Now that we have our Integration runtime deployed, we want to make the connection to our storage account. To achieve this, we need to make a managed private endpoint to the storage account. From Azure Data Factory navigate to “Manage” blade > Managed private endpoint, create a new instance, select Azure Blob Storage or Azure Data Lake Gen 2 and fill the form and create. You’ll see a new Managed private endpoint has been create with provisioning state on “Provisioning” after a while this status will change to “succeeded” now we need to approve this managed private endpoint.
For Approval navigate to Azure Portal > storage account > “Networking” blade > “Private endpoint connections” tab. Select the endpoint and approve. After couple of minutes, we can see the managed private endpoint approval state has been updated to “Approved”.
Now from Azure portal we will create Azure Synapse workspace, setting up all the configurations, then navigate to “Networking” tab and make sure you check the “Enable managed virtual network” and create your instance.
Launching Synapse Studio workspace and navigating to “Manage” blade > Managed private endpoints. From here on steps are same as Azure Data Factory to create managed private endpoints.

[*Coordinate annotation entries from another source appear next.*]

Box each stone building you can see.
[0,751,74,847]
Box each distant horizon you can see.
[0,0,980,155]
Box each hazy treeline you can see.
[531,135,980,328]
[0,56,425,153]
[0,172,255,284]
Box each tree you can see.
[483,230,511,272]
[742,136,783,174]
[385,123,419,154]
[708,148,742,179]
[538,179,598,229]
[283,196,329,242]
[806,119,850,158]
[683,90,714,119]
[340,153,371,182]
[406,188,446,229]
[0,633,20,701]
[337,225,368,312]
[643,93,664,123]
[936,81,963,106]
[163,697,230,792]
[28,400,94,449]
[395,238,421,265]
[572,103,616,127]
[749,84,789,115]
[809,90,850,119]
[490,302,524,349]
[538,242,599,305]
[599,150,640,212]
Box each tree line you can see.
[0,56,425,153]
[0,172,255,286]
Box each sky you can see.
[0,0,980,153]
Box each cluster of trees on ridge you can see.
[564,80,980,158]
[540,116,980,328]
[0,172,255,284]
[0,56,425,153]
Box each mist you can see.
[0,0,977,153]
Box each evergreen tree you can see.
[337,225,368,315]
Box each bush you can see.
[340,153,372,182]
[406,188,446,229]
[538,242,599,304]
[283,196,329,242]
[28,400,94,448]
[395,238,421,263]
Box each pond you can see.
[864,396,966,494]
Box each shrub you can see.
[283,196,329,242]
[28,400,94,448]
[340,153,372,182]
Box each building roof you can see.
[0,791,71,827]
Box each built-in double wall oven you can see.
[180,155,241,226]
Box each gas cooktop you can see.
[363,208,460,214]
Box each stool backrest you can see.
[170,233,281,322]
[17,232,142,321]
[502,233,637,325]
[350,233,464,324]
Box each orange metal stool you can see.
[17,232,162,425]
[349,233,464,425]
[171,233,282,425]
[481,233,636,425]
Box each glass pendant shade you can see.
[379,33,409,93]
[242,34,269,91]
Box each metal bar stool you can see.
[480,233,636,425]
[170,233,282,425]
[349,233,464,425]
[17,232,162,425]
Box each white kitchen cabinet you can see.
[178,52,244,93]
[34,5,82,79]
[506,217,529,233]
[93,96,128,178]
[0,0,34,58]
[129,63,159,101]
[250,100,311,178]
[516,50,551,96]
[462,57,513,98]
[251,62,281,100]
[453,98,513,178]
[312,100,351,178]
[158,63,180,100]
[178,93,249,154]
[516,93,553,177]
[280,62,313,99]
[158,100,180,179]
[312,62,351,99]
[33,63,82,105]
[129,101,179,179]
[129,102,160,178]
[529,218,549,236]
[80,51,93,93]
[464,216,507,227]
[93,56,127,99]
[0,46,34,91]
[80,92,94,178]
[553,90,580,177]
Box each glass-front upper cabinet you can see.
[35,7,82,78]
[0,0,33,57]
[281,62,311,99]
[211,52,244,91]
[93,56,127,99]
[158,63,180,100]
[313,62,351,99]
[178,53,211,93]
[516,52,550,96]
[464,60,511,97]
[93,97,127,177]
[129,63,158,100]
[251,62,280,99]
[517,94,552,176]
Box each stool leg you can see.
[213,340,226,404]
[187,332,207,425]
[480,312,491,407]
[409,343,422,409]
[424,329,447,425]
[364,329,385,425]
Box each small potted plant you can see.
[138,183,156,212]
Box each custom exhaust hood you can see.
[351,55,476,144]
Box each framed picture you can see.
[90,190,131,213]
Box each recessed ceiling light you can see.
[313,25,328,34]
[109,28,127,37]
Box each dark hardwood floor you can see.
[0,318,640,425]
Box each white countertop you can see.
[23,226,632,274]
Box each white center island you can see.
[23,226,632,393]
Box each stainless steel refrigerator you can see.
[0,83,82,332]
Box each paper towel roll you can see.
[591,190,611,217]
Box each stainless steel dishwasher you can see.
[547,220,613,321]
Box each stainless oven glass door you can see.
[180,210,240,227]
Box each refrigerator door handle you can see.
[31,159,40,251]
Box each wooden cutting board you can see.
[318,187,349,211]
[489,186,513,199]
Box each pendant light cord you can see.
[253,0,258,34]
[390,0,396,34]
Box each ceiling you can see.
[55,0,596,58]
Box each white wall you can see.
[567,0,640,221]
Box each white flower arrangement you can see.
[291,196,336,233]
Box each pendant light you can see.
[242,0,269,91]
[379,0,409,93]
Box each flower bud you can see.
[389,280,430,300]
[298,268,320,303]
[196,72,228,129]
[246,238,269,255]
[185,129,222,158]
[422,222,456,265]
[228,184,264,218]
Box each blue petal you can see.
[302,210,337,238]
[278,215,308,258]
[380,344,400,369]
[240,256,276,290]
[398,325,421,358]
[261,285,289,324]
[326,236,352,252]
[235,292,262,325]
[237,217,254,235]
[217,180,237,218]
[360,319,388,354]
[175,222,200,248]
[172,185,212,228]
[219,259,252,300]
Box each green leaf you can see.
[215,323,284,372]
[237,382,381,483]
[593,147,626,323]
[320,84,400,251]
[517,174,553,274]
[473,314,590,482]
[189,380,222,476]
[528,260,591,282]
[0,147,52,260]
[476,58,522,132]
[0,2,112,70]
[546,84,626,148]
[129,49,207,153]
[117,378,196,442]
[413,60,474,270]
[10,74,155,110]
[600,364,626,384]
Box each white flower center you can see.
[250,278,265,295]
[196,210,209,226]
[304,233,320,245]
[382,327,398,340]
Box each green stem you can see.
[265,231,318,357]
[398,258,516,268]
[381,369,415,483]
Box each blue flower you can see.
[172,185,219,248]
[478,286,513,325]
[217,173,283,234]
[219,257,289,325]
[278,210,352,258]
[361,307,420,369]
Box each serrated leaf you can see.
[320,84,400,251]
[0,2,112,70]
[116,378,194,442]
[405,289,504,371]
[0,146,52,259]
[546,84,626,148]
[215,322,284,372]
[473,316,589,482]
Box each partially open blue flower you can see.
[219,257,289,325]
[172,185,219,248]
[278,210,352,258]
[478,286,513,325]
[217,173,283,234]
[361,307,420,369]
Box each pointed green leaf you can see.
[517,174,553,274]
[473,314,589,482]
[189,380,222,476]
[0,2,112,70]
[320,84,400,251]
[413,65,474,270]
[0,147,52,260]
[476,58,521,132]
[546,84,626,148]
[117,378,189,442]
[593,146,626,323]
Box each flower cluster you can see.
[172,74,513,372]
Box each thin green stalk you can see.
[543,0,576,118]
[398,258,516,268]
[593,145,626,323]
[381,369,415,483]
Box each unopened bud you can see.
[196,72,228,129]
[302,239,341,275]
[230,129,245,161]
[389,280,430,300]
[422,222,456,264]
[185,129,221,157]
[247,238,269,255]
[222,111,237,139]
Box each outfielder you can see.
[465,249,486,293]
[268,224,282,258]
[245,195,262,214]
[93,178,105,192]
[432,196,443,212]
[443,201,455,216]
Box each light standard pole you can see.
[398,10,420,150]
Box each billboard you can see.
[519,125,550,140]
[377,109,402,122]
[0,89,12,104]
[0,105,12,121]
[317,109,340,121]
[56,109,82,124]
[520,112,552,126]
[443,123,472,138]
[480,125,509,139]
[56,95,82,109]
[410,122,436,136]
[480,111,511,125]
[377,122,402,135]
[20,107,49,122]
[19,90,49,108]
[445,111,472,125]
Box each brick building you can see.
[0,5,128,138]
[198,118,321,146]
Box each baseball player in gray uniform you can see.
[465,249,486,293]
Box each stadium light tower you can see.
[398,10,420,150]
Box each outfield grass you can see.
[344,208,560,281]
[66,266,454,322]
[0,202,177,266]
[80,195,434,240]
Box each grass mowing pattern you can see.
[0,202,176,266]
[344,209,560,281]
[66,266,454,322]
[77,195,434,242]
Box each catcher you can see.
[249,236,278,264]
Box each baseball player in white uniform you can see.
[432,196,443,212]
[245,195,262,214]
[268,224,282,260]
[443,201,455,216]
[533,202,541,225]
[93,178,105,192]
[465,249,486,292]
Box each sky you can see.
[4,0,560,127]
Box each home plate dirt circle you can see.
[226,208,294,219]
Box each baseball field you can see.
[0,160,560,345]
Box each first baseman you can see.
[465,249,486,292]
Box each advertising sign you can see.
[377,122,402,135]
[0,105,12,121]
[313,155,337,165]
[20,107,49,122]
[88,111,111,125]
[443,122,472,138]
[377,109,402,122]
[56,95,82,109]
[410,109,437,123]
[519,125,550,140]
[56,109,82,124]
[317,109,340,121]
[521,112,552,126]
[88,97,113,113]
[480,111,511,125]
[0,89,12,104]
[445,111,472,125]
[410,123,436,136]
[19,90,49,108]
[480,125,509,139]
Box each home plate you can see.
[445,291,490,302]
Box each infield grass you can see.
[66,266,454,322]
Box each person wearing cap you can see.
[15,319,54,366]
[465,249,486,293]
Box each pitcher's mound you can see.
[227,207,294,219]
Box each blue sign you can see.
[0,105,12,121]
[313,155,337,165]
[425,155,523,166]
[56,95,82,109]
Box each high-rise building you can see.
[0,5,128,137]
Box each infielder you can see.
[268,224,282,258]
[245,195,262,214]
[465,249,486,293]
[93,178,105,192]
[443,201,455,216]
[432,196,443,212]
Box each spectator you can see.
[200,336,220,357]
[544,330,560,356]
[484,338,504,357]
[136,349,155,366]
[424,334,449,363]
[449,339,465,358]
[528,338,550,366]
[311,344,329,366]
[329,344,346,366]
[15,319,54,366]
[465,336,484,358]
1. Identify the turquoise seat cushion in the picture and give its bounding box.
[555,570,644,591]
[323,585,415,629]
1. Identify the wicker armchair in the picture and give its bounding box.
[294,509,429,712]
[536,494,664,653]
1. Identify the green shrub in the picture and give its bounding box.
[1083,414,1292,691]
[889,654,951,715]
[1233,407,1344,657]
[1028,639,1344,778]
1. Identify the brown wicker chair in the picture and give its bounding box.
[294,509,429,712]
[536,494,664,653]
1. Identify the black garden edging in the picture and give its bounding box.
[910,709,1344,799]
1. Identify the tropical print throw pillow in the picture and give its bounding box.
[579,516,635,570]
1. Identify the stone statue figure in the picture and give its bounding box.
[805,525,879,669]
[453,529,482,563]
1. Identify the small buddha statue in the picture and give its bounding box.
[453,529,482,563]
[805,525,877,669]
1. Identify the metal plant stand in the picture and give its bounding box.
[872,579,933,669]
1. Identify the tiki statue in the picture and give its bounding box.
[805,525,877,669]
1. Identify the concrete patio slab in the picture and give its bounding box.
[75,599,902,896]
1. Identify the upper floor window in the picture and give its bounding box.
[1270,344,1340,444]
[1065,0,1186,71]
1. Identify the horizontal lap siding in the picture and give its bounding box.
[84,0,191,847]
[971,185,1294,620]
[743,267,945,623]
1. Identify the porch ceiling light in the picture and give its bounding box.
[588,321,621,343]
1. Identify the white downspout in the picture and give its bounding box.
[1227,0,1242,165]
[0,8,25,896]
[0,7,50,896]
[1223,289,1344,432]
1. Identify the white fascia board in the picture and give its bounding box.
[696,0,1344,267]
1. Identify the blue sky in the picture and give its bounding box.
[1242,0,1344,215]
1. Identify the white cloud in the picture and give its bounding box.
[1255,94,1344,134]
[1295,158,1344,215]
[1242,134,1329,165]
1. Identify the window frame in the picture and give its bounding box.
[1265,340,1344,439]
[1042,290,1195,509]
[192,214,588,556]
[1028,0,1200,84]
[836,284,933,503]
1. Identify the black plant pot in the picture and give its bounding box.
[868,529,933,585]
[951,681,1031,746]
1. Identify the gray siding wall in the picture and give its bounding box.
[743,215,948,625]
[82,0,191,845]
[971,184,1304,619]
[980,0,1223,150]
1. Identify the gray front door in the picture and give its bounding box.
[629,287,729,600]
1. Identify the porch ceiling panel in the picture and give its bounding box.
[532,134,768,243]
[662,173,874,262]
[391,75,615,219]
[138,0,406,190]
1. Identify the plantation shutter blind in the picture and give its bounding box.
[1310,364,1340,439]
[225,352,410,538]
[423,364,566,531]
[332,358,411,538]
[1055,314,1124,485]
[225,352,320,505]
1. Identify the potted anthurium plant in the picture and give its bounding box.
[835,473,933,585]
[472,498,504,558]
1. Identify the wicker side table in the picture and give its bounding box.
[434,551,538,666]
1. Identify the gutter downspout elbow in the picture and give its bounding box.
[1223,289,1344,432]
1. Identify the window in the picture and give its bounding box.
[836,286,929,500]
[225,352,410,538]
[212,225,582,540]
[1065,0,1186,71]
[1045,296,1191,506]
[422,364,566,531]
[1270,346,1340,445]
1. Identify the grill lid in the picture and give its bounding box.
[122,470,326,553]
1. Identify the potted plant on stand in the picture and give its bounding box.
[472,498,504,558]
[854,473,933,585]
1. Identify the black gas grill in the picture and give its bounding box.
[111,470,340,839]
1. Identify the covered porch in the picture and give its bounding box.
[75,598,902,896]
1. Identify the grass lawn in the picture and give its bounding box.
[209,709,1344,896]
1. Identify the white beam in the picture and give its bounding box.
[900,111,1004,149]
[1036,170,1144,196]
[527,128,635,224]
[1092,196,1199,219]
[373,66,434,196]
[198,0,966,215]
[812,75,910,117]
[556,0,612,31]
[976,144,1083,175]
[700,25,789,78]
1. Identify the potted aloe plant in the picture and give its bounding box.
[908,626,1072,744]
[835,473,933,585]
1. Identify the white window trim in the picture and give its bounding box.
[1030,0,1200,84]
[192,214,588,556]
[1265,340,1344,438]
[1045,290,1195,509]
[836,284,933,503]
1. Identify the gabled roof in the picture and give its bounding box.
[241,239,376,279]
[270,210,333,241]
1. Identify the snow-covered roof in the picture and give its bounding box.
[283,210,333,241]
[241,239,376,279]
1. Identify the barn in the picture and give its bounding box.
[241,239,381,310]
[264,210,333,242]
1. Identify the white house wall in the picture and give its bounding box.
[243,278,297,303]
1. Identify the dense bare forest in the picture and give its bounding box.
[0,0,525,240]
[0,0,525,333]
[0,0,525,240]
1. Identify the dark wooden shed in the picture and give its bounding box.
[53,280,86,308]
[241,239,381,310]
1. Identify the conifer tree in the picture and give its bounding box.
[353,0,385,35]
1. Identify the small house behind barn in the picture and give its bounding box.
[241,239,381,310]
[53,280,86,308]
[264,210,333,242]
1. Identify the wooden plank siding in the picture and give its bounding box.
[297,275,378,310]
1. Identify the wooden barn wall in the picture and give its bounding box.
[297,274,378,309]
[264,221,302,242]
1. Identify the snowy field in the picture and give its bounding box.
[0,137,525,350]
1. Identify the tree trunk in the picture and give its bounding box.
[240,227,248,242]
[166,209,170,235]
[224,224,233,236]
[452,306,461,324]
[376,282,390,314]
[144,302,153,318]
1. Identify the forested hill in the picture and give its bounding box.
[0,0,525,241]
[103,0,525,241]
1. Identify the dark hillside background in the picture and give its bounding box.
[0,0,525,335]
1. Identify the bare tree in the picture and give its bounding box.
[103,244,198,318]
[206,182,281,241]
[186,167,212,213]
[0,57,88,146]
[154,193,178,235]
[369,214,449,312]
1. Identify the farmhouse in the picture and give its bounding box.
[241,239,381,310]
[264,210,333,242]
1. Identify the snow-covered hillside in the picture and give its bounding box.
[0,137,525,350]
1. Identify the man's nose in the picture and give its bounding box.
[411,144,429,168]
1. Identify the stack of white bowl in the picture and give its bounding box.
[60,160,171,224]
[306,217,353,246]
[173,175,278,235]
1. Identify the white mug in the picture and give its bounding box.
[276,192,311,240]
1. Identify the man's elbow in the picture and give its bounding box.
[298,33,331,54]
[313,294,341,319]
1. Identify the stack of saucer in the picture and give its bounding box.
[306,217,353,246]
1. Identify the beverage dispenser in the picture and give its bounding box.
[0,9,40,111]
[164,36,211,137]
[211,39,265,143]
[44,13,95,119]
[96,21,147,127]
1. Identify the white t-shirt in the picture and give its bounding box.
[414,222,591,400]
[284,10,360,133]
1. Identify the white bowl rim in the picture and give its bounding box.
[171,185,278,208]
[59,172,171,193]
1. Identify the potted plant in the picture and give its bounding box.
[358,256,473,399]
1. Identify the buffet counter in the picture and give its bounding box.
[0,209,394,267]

E. What about Azure Private Link Hubs?
Azure Synapse Analytics Private Link Hubs can be used to connect to your Synapse Studio in a secure way. It is a separate resource which needs to be deployed. After deploying it, you connect with your private endpoint (in a Vnet) to the private link hub. In this way, you can use private endpoints to securely connect to your Synapse Studio.
F. Conclusion
With Azure introducing the Managed Virtual Network on ADF and synapse it offered customers more secure and manageable data integration solution. At the end of the day in order to decide which approach to take on how to implement these services we need to look at business requirements and structure.